You are viewing a plain text version of this content. The canonical link for it is here.

Posted to user@flink.apache.org by bastien dine <ba...@gmail.com> on 2018/11/07 13:02:14 UTC

Counting DataSet in DataFlow

Hello,

I would like to a way to count a dataset to check if it is empty or not..
But .count() throw an execution and I do not want to do separe job
execution plan, as hthis will trigger multiple reading..
I would like to have something like..

Source -> map -> count -> if 0 -> do someting
                                           if not -> do something


More concrete i would like to check if one of my dataset is empty before
doing a cross operation..

Thanks,
Bastien

Re: Counting DataSet in DataFlow

Posted by bastien dine <ba...@gmail.com>.

Hi Fabian,
Thanks for the response, I am going to use the second solution !
Regards,
Bastien

------------------

Bastien DINE
Data Architect / Software Engineer / Sysadmin
bastiendine.io


Le mer. 7 nov. 2018 à 14:16, Fabian Hueske <fh...@gmail.com> a écrit :

> Another option for certain tasks is to work with broadcast variables [1].
> The value could be use to configure two filters.
>
> DataSet<Data> input = ....
> DataSet<Long> count = input.map(-> 1L).sum()
> DataSet<OutCntZero> input.filter(if cnt == 0).withBroadcastSet("cnt",
> count).doSomething
> DataSet<OutCntNonZero> input.filter(if cnt != 0).withBroadcastSet("cnt",
> count).doSomethingElse
>
> Fabian
>
> [1]
> https://ci.apache.org/projects/flink/flink-docs-stable/dev/batch/#broadcast-variables
>
>
> Am Mi., 7. Nov. 2018 um 14:10 Uhr schrieb Fabian Hueske <fhueske@gmail.com
> >:
>
>> Hi,
>>
>> Counting always requires a job to be executed.
>> Not sure if this is what you want to do, but if you want to prevent to
>> get an empty result due to an empty cross input, you can use a
>> mapPartition() with parallelism 1 to emit a special record, in case the
>> MapPartitionFunction didn't see any data.
>>
>> Best, Fabian
>>
>> Am Mi., 7. Nov. 2018 um 14:02 Uhr schrieb bastien dine <
>> bastien.dine@gmail.com>:
>>
>>> Hello,
>>>
>>> I would like to a way to count a dataset to check if it is empty or
>>> not.. But .count() throw an execution and I do not want to do separe job
>>> execution plan, as hthis will trigger multiple reading..
>>> I would like to have something like..
>>>
>>> Source -> map -> count -> if 0 -> do someting
>>>                                            if not -> do something
>>>
>>>
>>> More concrete i would like to check if one of my dataset is empty before
>>> doing a cross operation..
>>>
>>> Thanks,
>>> Bastien
>>>
>>>
>>>

Re: Counting DataSet in DataFlow

Posted by Fabian Hueske <fh...@gmail.com>.

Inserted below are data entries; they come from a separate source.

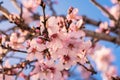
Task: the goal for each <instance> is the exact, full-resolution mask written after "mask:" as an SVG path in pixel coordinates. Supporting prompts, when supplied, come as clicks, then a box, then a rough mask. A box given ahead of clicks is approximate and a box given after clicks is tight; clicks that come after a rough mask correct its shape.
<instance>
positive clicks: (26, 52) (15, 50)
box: [1, 45, 27, 53]
mask: <svg viewBox="0 0 120 80" xmlns="http://www.w3.org/2000/svg"><path fill="white" fill-rule="evenodd" d="M1 47H2V48H4V49H8V50H10V51H16V52H22V53H27V51H22V50H16V49H13V48H11V47H6V46H4V45H1Z"/></svg>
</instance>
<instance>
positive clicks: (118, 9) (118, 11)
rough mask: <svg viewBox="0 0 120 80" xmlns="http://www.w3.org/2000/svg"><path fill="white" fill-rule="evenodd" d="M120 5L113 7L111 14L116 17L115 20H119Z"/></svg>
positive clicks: (114, 16)
mask: <svg viewBox="0 0 120 80" xmlns="http://www.w3.org/2000/svg"><path fill="white" fill-rule="evenodd" d="M119 12H120V5H119V4H116V5H114V6H112V7H111V9H110V13H111V14H112V15H113V16H114V17H115V19H117V20H118V18H119V15H120V13H119Z"/></svg>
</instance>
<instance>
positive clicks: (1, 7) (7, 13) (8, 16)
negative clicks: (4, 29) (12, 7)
mask: <svg viewBox="0 0 120 80" xmlns="http://www.w3.org/2000/svg"><path fill="white" fill-rule="evenodd" d="M0 12H1V13H2V14H3V15H4V16H5V17H6V18H7V19H9V15H10V12H9V11H8V10H7V9H6V8H4V7H3V6H1V5H0Z"/></svg>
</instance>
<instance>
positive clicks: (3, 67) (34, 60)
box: [0, 59, 38, 75]
mask: <svg viewBox="0 0 120 80" xmlns="http://www.w3.org/2000/svg"><path fill="white" fill-rule="evenodd" d="M37 61H38V60H36V59H35V60H32V61H29V60H26V61H24V62H21V63H19V64H15V65H13V66H12V67H10V68H7V67H3V68H0V74H3V73H2V72H3V70H4V74H6V75H16V74H17V73H12V70H14V69H20V68H25V67H26V65H30V64H31V63H34V62H37Z"/></svg>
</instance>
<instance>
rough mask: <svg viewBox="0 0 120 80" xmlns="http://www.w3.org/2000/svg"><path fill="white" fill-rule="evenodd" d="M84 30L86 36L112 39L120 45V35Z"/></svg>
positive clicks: (117, 43)
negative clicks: (114, 34)
mask: <svg viewBox="0 0 120 80" xmlns="http://www.w3.org/2000/svg"><path fill="white" fill-rule="evenodd" d="M84 32H85V33H86V36H89V37H93V38H97V39H99V40H106V41H110V42H113V43H116V44H119V45H120V38H119V37H113V36H110V35H107V34H104V33H97V32H94V31H90V30H84Z"/></svg>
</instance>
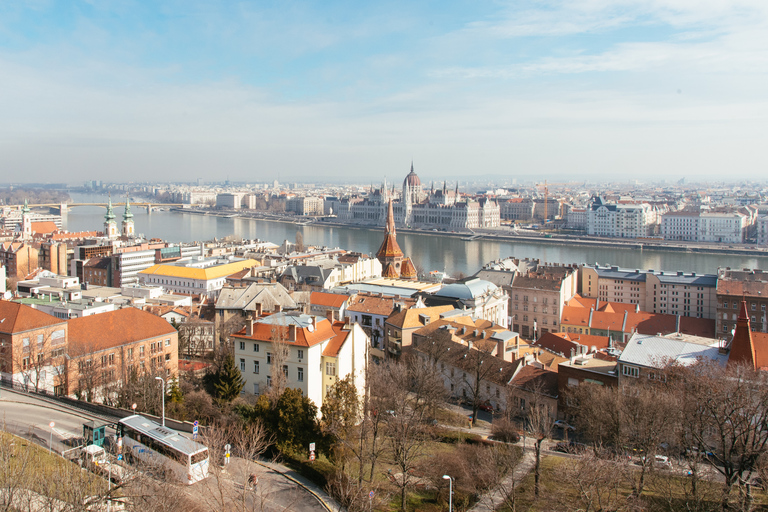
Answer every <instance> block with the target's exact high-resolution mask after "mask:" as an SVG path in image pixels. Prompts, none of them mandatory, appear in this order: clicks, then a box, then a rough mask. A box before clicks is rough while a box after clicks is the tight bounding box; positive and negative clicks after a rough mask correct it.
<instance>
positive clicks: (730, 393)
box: [667, 361, 768, 510]
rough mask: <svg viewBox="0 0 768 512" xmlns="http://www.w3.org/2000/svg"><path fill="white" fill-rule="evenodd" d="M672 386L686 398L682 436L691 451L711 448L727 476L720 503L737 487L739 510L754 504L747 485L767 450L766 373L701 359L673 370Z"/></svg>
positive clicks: (726, 497) (720, 472) (681, 426)
mask: <svg viewBox="0 0 768 512" xmlns="http://www.w3.org/2000/svg"><path fill="white" fill-rule="evenodd" d="M669 373H670V376H669V378H668V379H667V381H668V383H669V388H676V389H678V390H679V391H678V392H679V393H680V394H681V395H680V396H681V397H682V399H683V400H685V402H686V403H685V407H684V409H683V411H682V412H683V417H682V420H681V423H680V425H681V427H682V429H683V430H682V437H683V438H684V439H687V440H688V441H687V444H689V445H690V446H691V448H689V449H690V450H691V452H693V447H694V446H695V447H696V453H693V455H696V456H699V457H701V456H703V454H702V452H704V454H706V452H709V453H710V455H709V457H710V458H712V459H714V460H713V462H714V464H713V466H712V467H713V468H714V469H715V470H717V471H718V472H719V473H720V474H721V475H722V476H723V478H724V483H723V497H722V508H723V510H728V509H729V508H730V505H729V500H730V496H731V493H732V490H733V487H734V486H736V487H739V488H740V489H742V490H743V491H744V492H743V495H742V503H741V504H740V508H741V509H744V510H746V509H748V508H749V507H750V506H751V501H752V496H751V489H750V488H749V486H746V485H745V482H747V481H749V479H750V478H751V476H752V473H753V471H754V469H755V468H756V467H757V466H758V461H759V459H760V457H761V456H762V455H763V454H764V453H765V452H766V451H767V450H768V376H766V374H765V372H763V371H755V370H754V369H752V368H749V367H746V366H735V367H729V368H722V367H721V366H719V365H717V364H716V363H712V362H703V361H702V362H699V363H697V364H695V365H693V366H691V367H687V368H686V367H678V368H672V369H671V370H670V372H669Z"/></svg>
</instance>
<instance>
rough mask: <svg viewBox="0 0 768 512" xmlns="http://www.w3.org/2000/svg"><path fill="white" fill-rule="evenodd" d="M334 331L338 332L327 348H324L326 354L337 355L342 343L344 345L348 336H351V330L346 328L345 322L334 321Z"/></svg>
mask: <svg viewBox="0 0 768 512" xmlns="http://www.w3.org/2000/svg"><path fill="white" fill-rule="evenodd" d="M333 332H334V333H336V337H335V338H333V339H332V340H331V341H329V342H328V345H326V347H325V350H323V355H324V356H328V357H337V356H338V355H339V350H341V347H342V345H344V342H345V341H347V337H348V336H349V332H350V331H349V330H348V329H347V330H345V329H344V322H334V324H333Z"/></svg>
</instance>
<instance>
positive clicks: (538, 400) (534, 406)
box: [526, 387, 555, 498]
mask: <svg viewBox="0 0 768 512" xmlns="http://www.w3.org/2000/svg"><path fill="white" fill-rule="evenodd" d="M542 395H543V390H542V389H541V388H540V387H537V388H536V389H534V390H533V392H532V394H531V396H532V399H531V404H530V407H529V408H528V414H527V418H526V421H527V429H528V431H529V432H530V434H531V435H532V436H533V449H534V455H535V458H536V460H535V463H534V467H533V476H534V484H533V493H534V495H535V496H536V498H538V497H539V492H540V490H541V445H542V444H543V443H544V440H545V439H547V438H549V437H550V436H551V435H552V429H553V428H554V424H555V411H554V410H553V408H552V407H551V405H550V404H549V403H547V402H546V401H545V400H544V398H543V396H542Z"/></svg>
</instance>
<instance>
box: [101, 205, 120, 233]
mask: <svg viewBox="0 0 768 512" xmlns="http://www.w3.org/2000/svg"><path fill="white" fill-rule="evenodd" d="M118 235H119V233H118V232H117V222H115V212H113V211H112V196H109V203H108V204H107V214H106V215H104V236H106V237H107V238H109V239H110V240H111V239H113V238H117V236H118Z"/></svg>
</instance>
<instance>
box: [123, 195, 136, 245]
mask: <svg viewBox="0 0 768 512" xmlns="http://www.w3.org/2000/svg"><path fill="white" fill-rule="evenodd" d="M123 236H125V237H128V238H133V237H134V236H136V232H135V230H134V226H133V213H131V203H130V201H129V199H128V197H126V198H125V212H124V213H123Z"/></svg>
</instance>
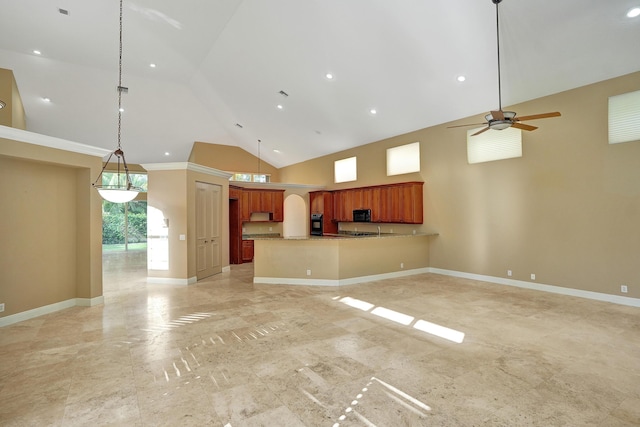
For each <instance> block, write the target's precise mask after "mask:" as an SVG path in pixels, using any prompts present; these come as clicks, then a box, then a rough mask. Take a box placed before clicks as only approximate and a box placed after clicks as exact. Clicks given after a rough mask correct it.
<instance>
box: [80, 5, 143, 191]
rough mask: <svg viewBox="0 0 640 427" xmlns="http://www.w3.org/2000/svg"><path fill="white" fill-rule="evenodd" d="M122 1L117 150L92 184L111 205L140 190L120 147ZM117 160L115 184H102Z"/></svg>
mask: <svg viewBox="0 0 640 427" xmlns="http://www.w3.org/2000/svg"><path fill="white" fill-rule="evenodd" d="M122 1H123V0H120V58H119V59H120V60H119V63H118V87H117V89H118V148H117V149H116V150H115V151H113V152H112V153H111V154H109V158H108V159H107V161H106V162H105V164H104V166H103V167H102V171H100V175H98V178H96V180H95V181H94V183H93V184H92V185H93V187H94V188H95V189H96V190H98V193H99V194H100V196H101V197H102V198H103V199H105V200H107V201H109V202H113V203H126V202H130V201H131V200H133V199H135V198H136V196H137V195H138V193H139V192H140V191H142V189H141V188H139V187H135V186H134V185H133V184H132V183H131V177H130V176H129V167H128V166H127V161H126V160H125V159H124V151H122V147H121V145H120V130H121V127H122V126H121V125H122V92H125V93H127V92H128V90H129V89H128V88H126V87H124V86H122ZM114 155H115V156H116V158H117V163H118V165H117V169H116V170H117V176H116V178H115V183H110V184H102V182H101V181H100V180H101V179H102V175H103V174H104V171H105V169H106V168H107V166H108V165H109V161H110V160H111V158H112V157H113V156H114ZM121 164H122V172H121Z"/></svg>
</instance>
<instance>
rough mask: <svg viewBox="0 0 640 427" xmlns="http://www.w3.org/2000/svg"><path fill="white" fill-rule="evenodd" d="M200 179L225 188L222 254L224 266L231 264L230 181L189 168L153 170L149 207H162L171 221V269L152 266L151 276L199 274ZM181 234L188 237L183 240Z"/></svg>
mask: <svg viewBox="0 0 640 427" xmlns="http://www.w3.org/2000/svg"><path fill="white" fill-rule="evenodd" d="M196 182H206V183H210V184H215V185H219V186H220V187H221V188H222V207H221V218H220V221H221V224H222V225H221V226H222V236H221V237H222V238H221V243H220V245H221V257H222V266H223V268H224V267H227V266H229V180H228V179H227V178H224V177H218V176H213V175H210V174H207V173H204V172H197V171H192V170H188V169H186V168H182V169H175V170H153V169H150V170H149V171H148V183H149V187H148V193H147V206H148V208H156V209H159V210H160V211H162V213H163V216H164V218H166V219H168V220H169V269H168V270H151V269H149V270H148V275H149V277H152V278H164V279H179V280H188V279H193V278H195V277H196V272H197V271H196V267H197V266H196V229H195V227H196ZM181 234H184V235H185V236H186V240H180V235H181Z"/></svg>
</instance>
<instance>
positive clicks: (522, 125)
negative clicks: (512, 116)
mask: <svg viewBox="0 0 640 427" xmlns="http://www.w3.org/2000/svg"><path fill="white" fill-rule="evenodd" d="M511 127H514V128H516V129H522V130H536V129H538V127H537V126H531V125H525V124H524V123H513V124H512V125H511Z"/></svg>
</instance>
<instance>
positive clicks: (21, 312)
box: [0, 295, 104, 327]
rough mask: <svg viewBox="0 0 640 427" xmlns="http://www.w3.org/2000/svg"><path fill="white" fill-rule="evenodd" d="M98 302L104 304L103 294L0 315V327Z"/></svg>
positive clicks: (85, 306)
mask: <svg viewBox="0 0 640 427" xmlns="http://www.w3.org/2000/svg"><path fill="white" fill-rule="evenodd" d="M100 304H104V296H102V295H101V296H99V297H95V298H71V299H68V300H66V301H60V302H56V303H53V304H49V305H44V306H42V307H37V308H34V309H31V310H27V311H22V312H20V313H16V314H11V315H9V316H5V317H0V327H3V326H8V325H12V324H14V323H18V322H22V321H25V320H29V319H34V318H36V317H40V316H44V315H45V314H51V313H55V312H56V311H60V310H64V309H66V308H71V307H93V306H94V305H100Z"/></svg>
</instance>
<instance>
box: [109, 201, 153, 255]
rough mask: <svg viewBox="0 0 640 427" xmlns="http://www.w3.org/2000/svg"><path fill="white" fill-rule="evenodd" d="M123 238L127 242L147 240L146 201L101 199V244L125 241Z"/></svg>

Another option for certain tasks is to work with broadcast variables [1].
The value could be use to configure two filters.

DataSet<Data> input = ....
DataSet<Long> count = input.map(-> 1L).sum()
DataSet<OutCntZero> input.filter(if cnt == 0).withBroadcastSet("cnt",
count).doSomething
DataSet<OutCntNonZero> input.filter(if cnt != 0).withBroadcastSet("cnt",
count).doSomethingElse

Fabian

[1]
https://ci.apache.org/projects/flink/flink-docs-stable/dev/batch/#broadcast-variables


Am Mi., 7. Nov. 2018 um 14:10 Uhr schrieb Fabian Hueske <fh...@gmail.com>:

> Hi,
>
> Counting always requires a job to be executed.
> Not sure if this is what you want to do, but if you want to prevent to get
> an empty result due to an empty cross input, you can use a mapPartition()
> with parallelism 1 to emit a special record, in case the
> MapPartitionFunction didn't see any data.
>
> Best, Fabian
>
> Am Mi., 7. Nov. 2018 um 14:02 Uhr schrieb bastien dine <
> bastien.dine@gmail.com>:
>
>> Hello,
>>
>> I would like to a way to count a dataset to check if it is empty or not..
>> But .count() throw an execution and I do not want to do separe job
>> execution plan, as hthis will trigger multiple reading..
>> I would like to have something like..
>>
>> Source -> map -> count -> if 0 -> do someting
>>                                            if not -> do something
>>
>>
>> More concrete i would like to check if one of my dataset is empty before
>> doing a cross operation..
>>
>> Thanks,
>> Bastien
>>
>>
>>

Re: Counting DataSet in DataFlow

Posted by Fabian Hueske <fh...@gmail.com>.

Hi,

Counting always requires a job to be executed.
Not sure if this is what you want to do, but if you want to prevent to get
an empty result due to an empty cross input, you can use a mapPartition()
with parallelism 1 to emit a special record, in case the
MapPartitionFunction didn't see any data.

Best, Fabian

Am Mi., 7. Nov. 2018 um 14:02 Uhr schrieb bastien dine <
bastien.dine@gmail.com>:

> Hello,
>
> I would like to a way to count a dataset to check if it is empty or not..
> But .count() throw an execution and I do not want to do separe job
> execution plan, as hthis will trigger multiple reading..
> I would like to have something like..
>
> Source -> map -> count -> if 0 -> do someting
>                                            if not -> do something
>
>
> More concrete i would like to check if one of my dataset is empty before
> doing a cross operation..
>
> Thanks,
> Bastien
>
>
>